Kesenian tradisional dari Banten ini memadukan musik tradisional, modern, seni tari, serta unsur religi. Saat bulan Ramadan, kesenian ini juga dikenal dengan tradisi adu bedug. Menurut sejarah, kesenian ini pertama kali digelar pada tahun 1950, untuk menyemarakkan bulan suci Ramadan.
Bahkan saat itu, di Pandeglang, sempat diadakan rampak bedug antar kampung. Hingga 1960, rampak bedug masih menjadi hiburan rakyat dan menyebar ke sejujmlah daerah di Banten.

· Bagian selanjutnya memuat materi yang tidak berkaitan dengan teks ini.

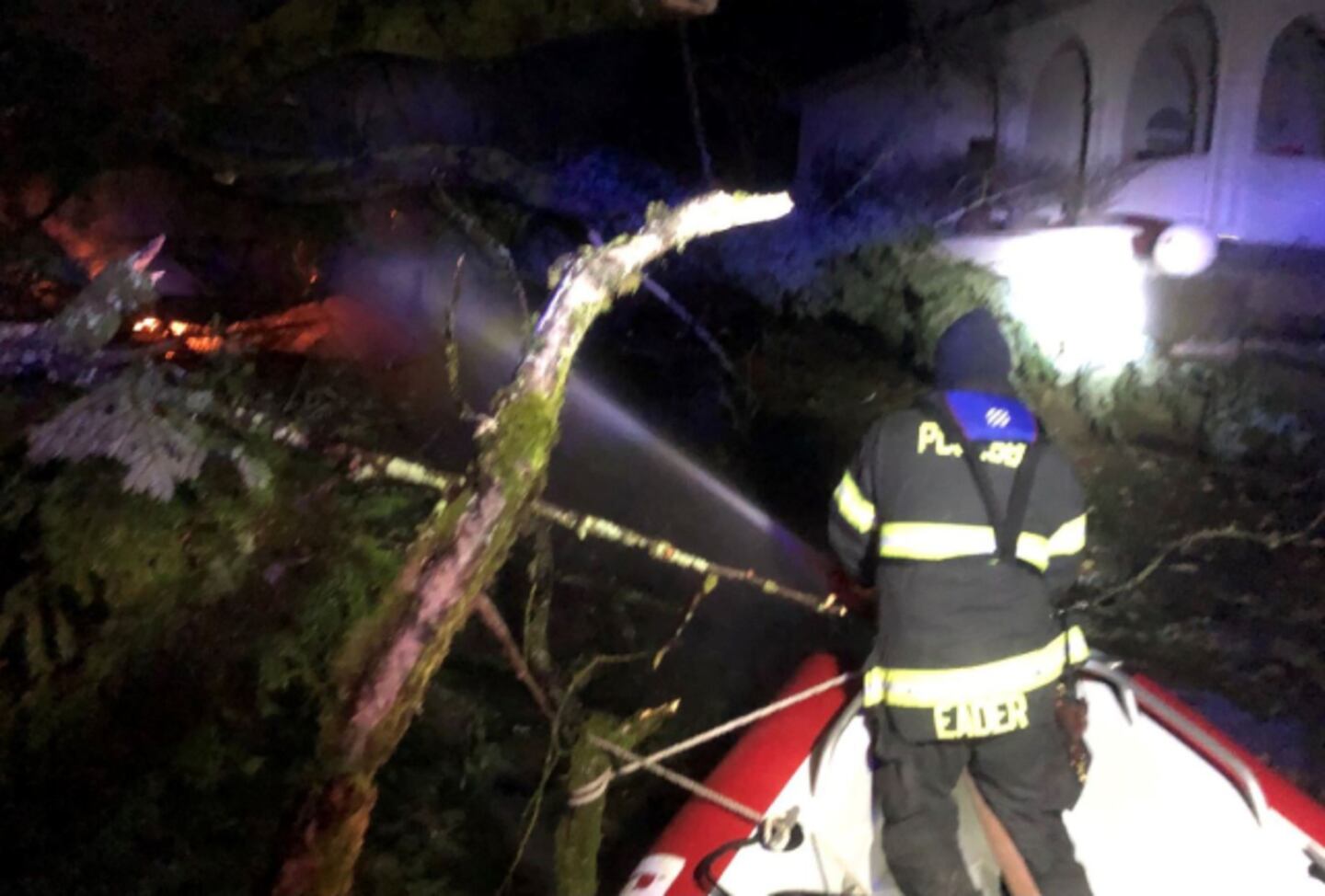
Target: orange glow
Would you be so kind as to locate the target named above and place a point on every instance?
(204, 345)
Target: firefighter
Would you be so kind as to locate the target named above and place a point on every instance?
(969, 523)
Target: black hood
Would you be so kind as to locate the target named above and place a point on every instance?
(973, 354)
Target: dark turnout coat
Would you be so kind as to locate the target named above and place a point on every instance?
(969, 644)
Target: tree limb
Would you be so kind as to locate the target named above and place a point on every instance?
(388, 664)
(1270, 540)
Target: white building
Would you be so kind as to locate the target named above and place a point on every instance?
(1225, 101)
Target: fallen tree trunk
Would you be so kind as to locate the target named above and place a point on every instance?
(388, 661)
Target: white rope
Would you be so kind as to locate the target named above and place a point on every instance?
(596, 787)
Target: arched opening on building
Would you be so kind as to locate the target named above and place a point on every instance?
(1059, 129)
(1292, 98)
(1171, 106)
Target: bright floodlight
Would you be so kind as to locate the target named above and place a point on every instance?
(1185, 251)
(1080, 292)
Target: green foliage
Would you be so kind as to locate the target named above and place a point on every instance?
(163, 663)
(911, 292)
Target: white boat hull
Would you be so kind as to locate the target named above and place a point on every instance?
(1170, 808)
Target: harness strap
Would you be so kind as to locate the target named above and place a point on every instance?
(1008, 525)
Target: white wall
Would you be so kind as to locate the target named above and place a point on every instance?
(1230, 187)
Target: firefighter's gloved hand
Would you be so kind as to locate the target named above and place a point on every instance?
(851, 594)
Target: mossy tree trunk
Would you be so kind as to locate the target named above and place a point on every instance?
(387, 664)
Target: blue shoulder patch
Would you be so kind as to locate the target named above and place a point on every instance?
(991, 418)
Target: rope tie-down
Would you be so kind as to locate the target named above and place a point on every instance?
(777, 833)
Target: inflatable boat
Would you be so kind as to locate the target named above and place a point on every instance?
(1171, 806)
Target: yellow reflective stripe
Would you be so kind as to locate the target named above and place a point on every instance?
(1002, 679)
(854, 507)
(934, 541)
(939, 541)
(1069, 538)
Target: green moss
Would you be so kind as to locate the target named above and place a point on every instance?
(521, 441)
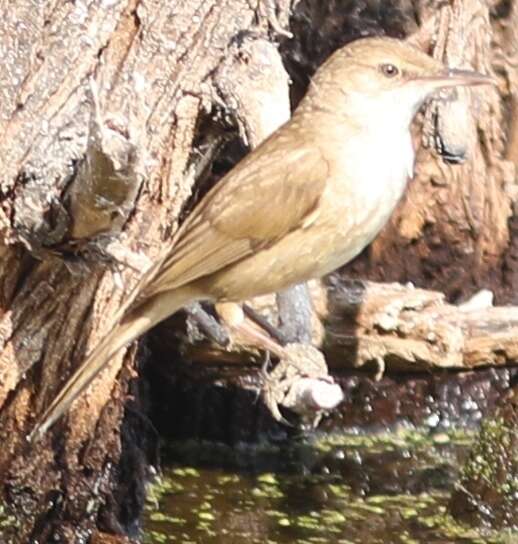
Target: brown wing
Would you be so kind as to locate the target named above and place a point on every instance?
(263, 198)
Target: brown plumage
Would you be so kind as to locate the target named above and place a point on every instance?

Seiring perkembangannya, rampak bedug menjadi ajang rekreasi bagi masyarakat setempat. Unsur seni dalam rampak bedug dipelopori seniman asli Pandeglang yang bernama Haji Ilen. Ide, konsep tarian, musik pendukung hingga kostum merupakan ide dari Haji Ilen.
Haji Ilen, dan dibantu oleh tiga sahabatnya, yaitu Burhata, Rahmat dan Juju kemudian mengembangkan kesenian ini menjadi lebih luas lagi. Awalnya kesenian ini hanya dimainkan laki-laki saja. Alasannya karena kekuatan laki-laki saat memukul bedug jauh lebih.

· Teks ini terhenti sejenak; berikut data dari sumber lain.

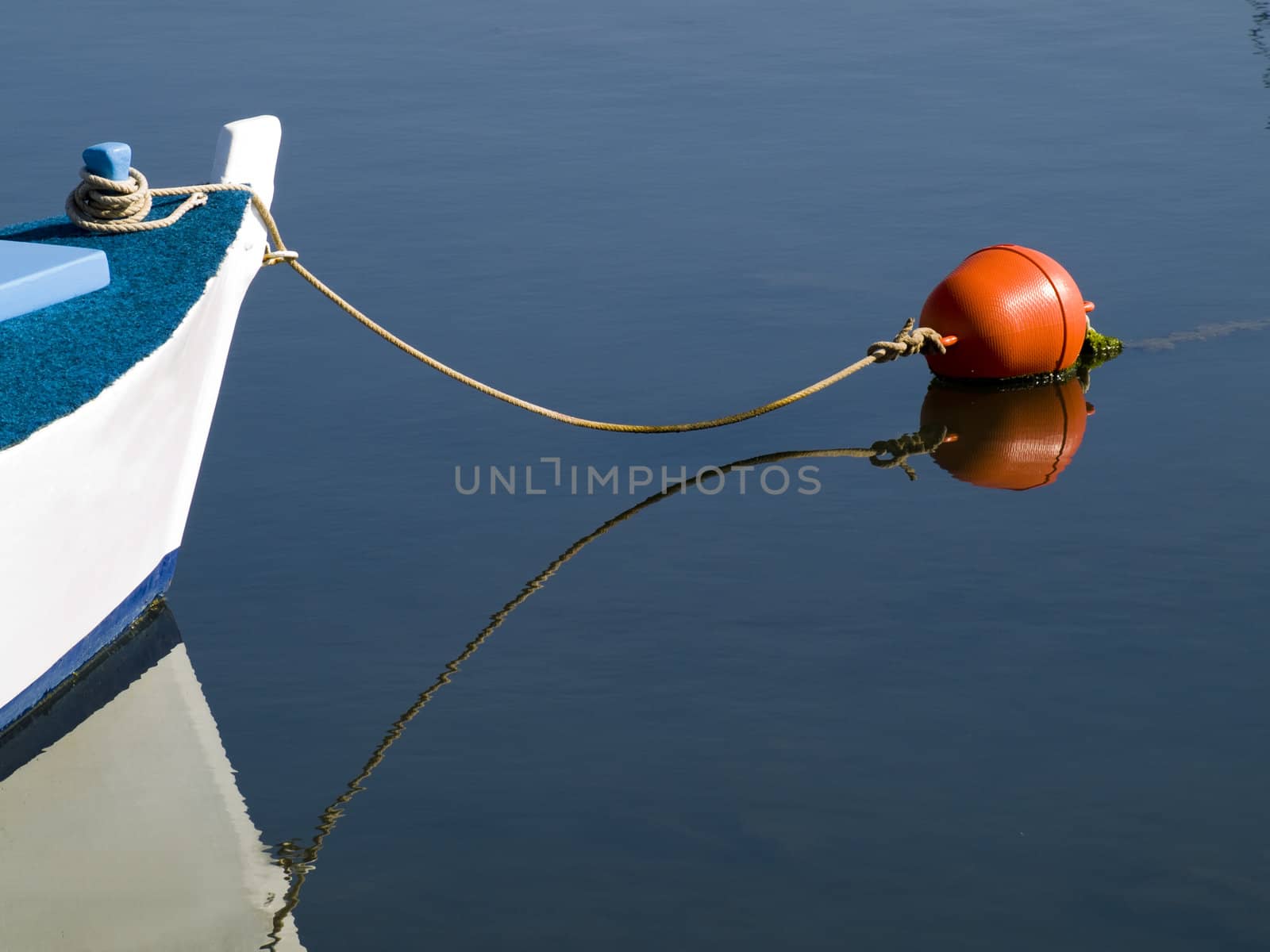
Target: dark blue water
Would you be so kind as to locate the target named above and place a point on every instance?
(889, 714)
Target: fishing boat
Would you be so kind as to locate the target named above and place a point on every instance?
(112, 351)
(124, 827)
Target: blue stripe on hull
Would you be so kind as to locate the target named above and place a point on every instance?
(107, 631)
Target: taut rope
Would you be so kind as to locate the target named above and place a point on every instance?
(107, 206)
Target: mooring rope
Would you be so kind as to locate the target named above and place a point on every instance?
(116, 207)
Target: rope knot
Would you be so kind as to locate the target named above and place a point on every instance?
(281, 257)
(116, 207)
(907, 343)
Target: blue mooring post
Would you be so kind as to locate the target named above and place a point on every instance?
(111, 160)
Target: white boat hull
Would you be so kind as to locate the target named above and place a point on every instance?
(95, 501)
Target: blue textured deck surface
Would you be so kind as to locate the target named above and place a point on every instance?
(56, 359)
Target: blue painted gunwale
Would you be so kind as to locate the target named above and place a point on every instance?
(56, 359)
(102, 636)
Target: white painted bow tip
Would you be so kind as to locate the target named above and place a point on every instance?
(247, 152)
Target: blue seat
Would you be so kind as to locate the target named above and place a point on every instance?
(37, 276)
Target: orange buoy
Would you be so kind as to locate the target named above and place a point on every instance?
(1015, 313)
(1007, 438)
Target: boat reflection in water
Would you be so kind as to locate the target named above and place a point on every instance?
(121, 825)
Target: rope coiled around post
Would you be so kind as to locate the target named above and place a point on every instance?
(107, 206)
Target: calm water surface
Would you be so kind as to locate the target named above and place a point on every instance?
(891, 714)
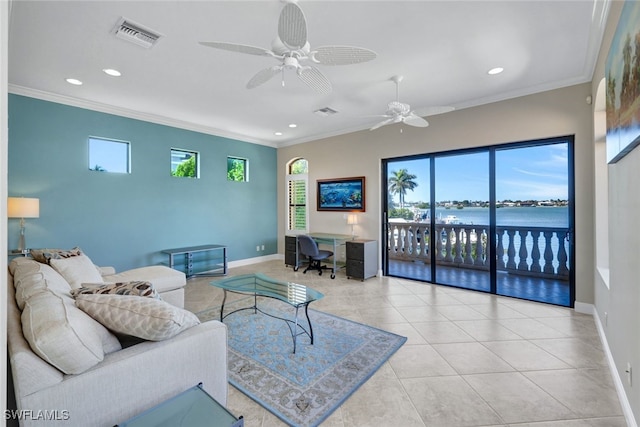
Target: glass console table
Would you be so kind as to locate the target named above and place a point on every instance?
(203, 260)
(191, 408)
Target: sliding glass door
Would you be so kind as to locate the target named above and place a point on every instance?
(462, 220)
(533, 223)
(496, 219)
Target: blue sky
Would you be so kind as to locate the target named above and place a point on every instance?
(531, 173)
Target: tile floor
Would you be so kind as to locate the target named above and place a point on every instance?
(471, 359)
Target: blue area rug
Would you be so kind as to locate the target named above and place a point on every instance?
(301, 389)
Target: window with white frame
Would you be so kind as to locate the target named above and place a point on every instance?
(297, 191)
(237, 169)
(185, 163)
(109, 155)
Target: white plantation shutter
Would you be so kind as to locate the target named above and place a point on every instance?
(297, 202)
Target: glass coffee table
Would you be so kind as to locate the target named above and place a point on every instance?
(296, 295)
(191, 408)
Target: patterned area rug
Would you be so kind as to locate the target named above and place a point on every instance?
(301, 389)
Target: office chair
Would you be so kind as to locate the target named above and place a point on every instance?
(309, 248)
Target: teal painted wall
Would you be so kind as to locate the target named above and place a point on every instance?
(125, 220)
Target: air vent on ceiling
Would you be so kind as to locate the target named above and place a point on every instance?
(326, 111)
(135, 33)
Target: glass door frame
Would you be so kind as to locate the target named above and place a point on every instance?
(491, 241)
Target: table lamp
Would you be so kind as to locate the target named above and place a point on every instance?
(352, 219)
(23, 207)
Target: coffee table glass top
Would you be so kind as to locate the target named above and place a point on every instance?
(257, 283)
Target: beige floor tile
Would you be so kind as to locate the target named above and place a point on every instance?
(516, 398)
(471, 358)
(531, 328)
(525, 356)
(487, 330)
(574, 351)
(415, 361)
(577, 391)
(449, 402)
(419, 386)
(442, 332)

Namun, sekarang ini para penari perempuan juga turut serta memeriahkan pertunjukkan rampak bedug. Kesenian ini awalnya ditampilkan 10 orang yang terdiri dari 5 orang laki-laki dan 5 orang perempuan. Akan tetapi, ada juga yang menampilkan dengan personil yang lebih banyak. Hal ini tergantung dengan jenis pertunjukan yang akan ditampilkan.
Kostum Religi
Dalam pertunjukan kesenian ini, ada satu bedug besar berfungsi sebagai bass. Set bedug yang kecil berfungsi sebagai pengatur irama, tempo, dan dinamika musik yang dimainkan. Lalu ada tingtir, yang terbuat dari batang pohon kelapa berfungsi sebagai penyelaras irama lagu.
Alat musik tingtir ini menghasilkan musik dengan nuansa spiritual, serta berfungsi sebagai melodi seperti takbiran. Ada juga anting caram dan anting karam yang terbuat dari pohon jambu dan dililit kulit kendang. Fungsinya sebagai pengiring lagu dan tari.
Tidak ada pakem khusus dalam pertunjukan kesenian ini. Setiap pemain pemukul bedug mengkreasikan sesuai dengan kreatifitas masing-masing. Kostum yang digunakan para pemainnya merupakan busana muslim dan muslimah.
Terkadang juga kostum yang digunakan memasukkan unsur budaya tradisional dan modern. Namun, tidak melanggar unsur religius yang ada. Untuk pemain laki-laki menggunakan pakaian model pesilat lengkap dengan sorban khas Banten.
Sedangkan perempuan menggunakan rok panjang bawah lutut dari bahan batik dan di dalamnya mengenakan celana panjang pesilat. Warna-warna yang dipilih tidak hanya hitam putih saja, namun ada juga warna yang lebih modern.
Saat ini, kesenian rampak bedug tidak hanya dimainkan saat Ramadhan saja. Akan tetapi juga dimainkan pada saat perayaan-perayaan besar lainnya. Misalkan seperti acara pernikahan, khitanan, pagelaran budaya, bahkan hari peringatan kedaerahan maupun nasional.
Rampak Bedug adalah warisan budaya Indonesia yang tidak hanya menawarkan keindahan seni, tetapi juga mengandung pesan moral dan spiritual. Melalui suara bedug yang harmonis dan gerakan serempak, seni ini mengajarkan kebersamaan, kerja sama, dan kedisiplinan.